Newton's Method - Algorithm 3.2

Thomas J. Kennedy

Contents:

1 Input

2 Formal Pseudocode

3 Adapting the Pseudocode

4 Complexity Analysis

4.1 Spatial

4.2 Temporal

1 Input

We are given, as input:

$x_0, x_1, c_2, \ldots, x_n$

and

$f_0, f_1, f_2, \ldots, fx_n$

where $f_k = f(x_k)$ .

Which (similar to algorithm 3.1) allows us to write the first two columns of the divide difference table.


$x_0$	$f[x_0]$
$x_1$	$f[x_1]$
$x_2$	$f[x_2]$
$\vdots$	$\vdots$
$x_n$	$f[x_n]$

However, there is a hidden assumption that the individual reading the code knows to write the setup code for the $d_i$ values.

Example 1: Setup

$\begin{array}{l} \text{for } k = 1, 2, 3, \ldots, n \text{ do} & \\ \phantom{4}\phantom{4} d_i := f(x_i) & \\ \text{end for}\\ \end{array}$

2 Formal Pseudocode

The actual pseudocode is almost identical to Algorithm 3.1.

$\begin{array}{l} \text{for } k = 1, 2, 3, \ldots, n \text{ do} & \\ \phantom{4}\phantom{4} \text{for } i = 0,1 , \ldots, (n-k) \text{ do} & \\ \phantom{4}\phantom{4}\phantom{4}\phantom{4} d_{i} = \frac{ d_{i+1} - d_{i} }{x_{i+k} - x_{i}} & \\ \phantom{4}\phantom{4} \text{end for}\\ \text{end for}\\ \end{array}$

3 Adapting the Pseudocode

We are now ready to (as before) adapt this pseudocode to our langauge of choosing. Let us start with Python.

Example 2: Python

def alg_31(x_values, d_values):
    for k in range(1, n+1):
        for i in range(0, n-k+1):
            # Note that this next line still needs to be tweaked for a
            # to-be-selected data structure
            d[i] = (d[i+1] - d[i]) / (x_i_plus_k - x_i)
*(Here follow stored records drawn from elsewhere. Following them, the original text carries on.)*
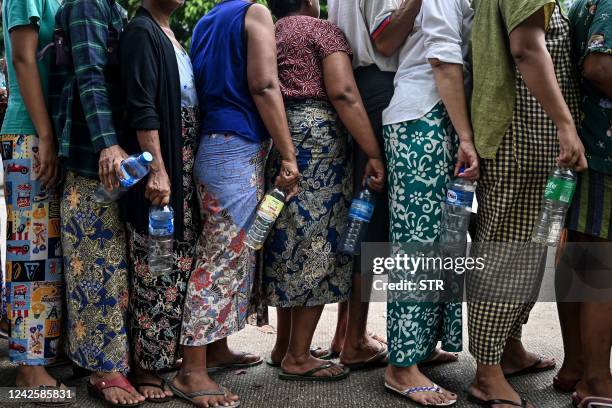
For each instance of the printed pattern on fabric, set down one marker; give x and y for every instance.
(157, 302)
(303, 43)
(302, 267)
(509, 194)
(34, 273)
(421, 159)
(95, 261)
(229, 173)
Rust is a bit nicer since the ..= allows us to include the upper bound when writing a loop.

Example 3: Rust

fn alg_31(x_values: &[f64], d_values: &[f64]) {
    for k in 1..=n {
        for i in 0..=n-k {
            // Note that this next line still needs to be tweaked for a
            // to-be-selected data structure
            d[i] = (d[i+1] - d[i]) / (x_i_plus_k - x_i)
        }
    }
}

C++ and Java are essentially identical (assuming arrays are used in both).

Example 4: C++

void alg_31(const double* x_values, const double* d_values, const int n)
{
    for (int k = 1; k <= n; ++k) {
        for (i = 0; i <= n-k; ++i) {
            // Note that this next line still needs to be tweaked for a
            // to-be-selected data structure
            d[i] = (d[i+1] - d[i]) / (x_i_plus_k - x_i)
        }
    }
}

Example 5: Java

void alg_31(final double[] x_values, final double[] d_values)
{
    for (int k = 1; k <= n; ++k) {
        for (i = 0; i <= n-k; ++i) {
            // Note that this next line still needs to be tweaked for a
            // to-be-selected data structure
            d[i] = (d[i+1] - d[i]) / (x_i_plus_k - x_i)
        }
    }
}

4 Complexity Analysis

Of course… no discussion of algorithms would be complete without discussing performance. In this case… we are interested in tail behavior (i.e., performance for large numbers of points).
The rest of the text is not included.